Новые записи Ци Се, или о чем не говорил Конфуций - страница 14

стр.

Я сочиняю книгу о бесах и чудесах,
Дав ей название «О чем не говорил Конфуций».
Увидев нарисованное вами изображение беса,
Только теперь понял многое, чего раньше не знал,
Думаю, что ныне нет никого на свете, кто бы так много знал о них,
Как знаем мы с вами[119].

Думается, что Юань Мэя привлекал в этом названии подтекст: это был вызов ортодоксальным конфуцианцам, твердо помнившим, что Конфуций «не говорил о чудесах, применении физической силы, смутах и сверхъестественных существах»[120]. Именно о чудесах и сверхъестественных существах, о которых избегал говорить Конфуций, и повествует в своем сборнике Юань Мэй.

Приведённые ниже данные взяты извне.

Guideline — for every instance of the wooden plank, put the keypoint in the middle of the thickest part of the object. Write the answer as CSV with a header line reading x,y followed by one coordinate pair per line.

В печатном издании полного собрания сочинений Юань Мэя, с которого сделан перевод, даны оба названия коллекции, чем и объясняется то, что на титульном листе нашей книги тоже помещены оба этих названия.

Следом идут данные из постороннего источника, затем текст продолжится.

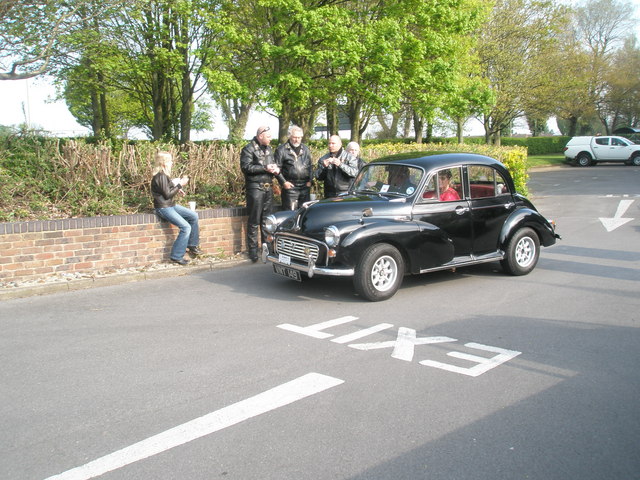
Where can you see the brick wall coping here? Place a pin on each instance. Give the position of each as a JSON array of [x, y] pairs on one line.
[[106, 221]]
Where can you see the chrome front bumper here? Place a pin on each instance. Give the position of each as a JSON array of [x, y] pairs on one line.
[[310, 268]]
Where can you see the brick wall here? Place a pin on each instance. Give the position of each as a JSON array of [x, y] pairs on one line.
[[40, 248]]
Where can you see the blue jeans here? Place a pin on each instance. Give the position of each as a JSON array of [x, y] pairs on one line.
[[187, 221]]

Из 1023 произведений, включенных Юань Мэем в коллекцию, 937 (т. е. 91,58%) так или иначе связаны с темой сверхъестественного; процент настолько высокий (если учесть, что даже в коллекции Цзи Юня, использующего фантастику для морализующих выводов, доля таких рассказов составляет только 86%), что это обстоятельство не может не привлечь внимание исследователя.

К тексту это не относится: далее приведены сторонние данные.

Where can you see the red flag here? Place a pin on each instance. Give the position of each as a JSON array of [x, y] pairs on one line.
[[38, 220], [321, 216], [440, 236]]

Безусловно, интерес Юань Мэя к чудесному и сверхъестественному в большой мере разделялся его современниками: XVIII век дал множество сборников рассказов о чудесах; но в то время как для Пу Сун-лина, например, фантастика служила своеобразным коррективом к действительности, скрывая обличение социальных порядков и критику общественных институтов, а для Цзи Юня, мыслившего не социальными, а этическими категориями, фантастика была средством поучения читателя, попыткой исправить общественные нравы, Юань Мэй в основном[121] использует сверхъестественную тематику и персонажей в развлекательных целях; он сам забавляется, повествуя о всяческих чудесах, необычайных происшествиях, встречах людей с бесами и трупами и эпатируя серьезного читателя, искавшего в этих рассказах скрытый смысл, обличение или поучение. В известной мере тональность некоторых рассказов Юань Мэя напоминает ироническую трактовку «стихийных духов» в волшебно-сатирических сказках Виланда, гротескные образы которых исследователь этих сказок уподобляет «пестрым маскам и разряженным карликам, участникам феерий и карнавалов»[122]. Но любопытно, что, давая волю своей фантазии, Юань Мэй как бы сдерживал ее рамками реальных народных верований его эпохи, словно ученый-этнограф в нем брал верх над писателем-рассказчиком странных историй.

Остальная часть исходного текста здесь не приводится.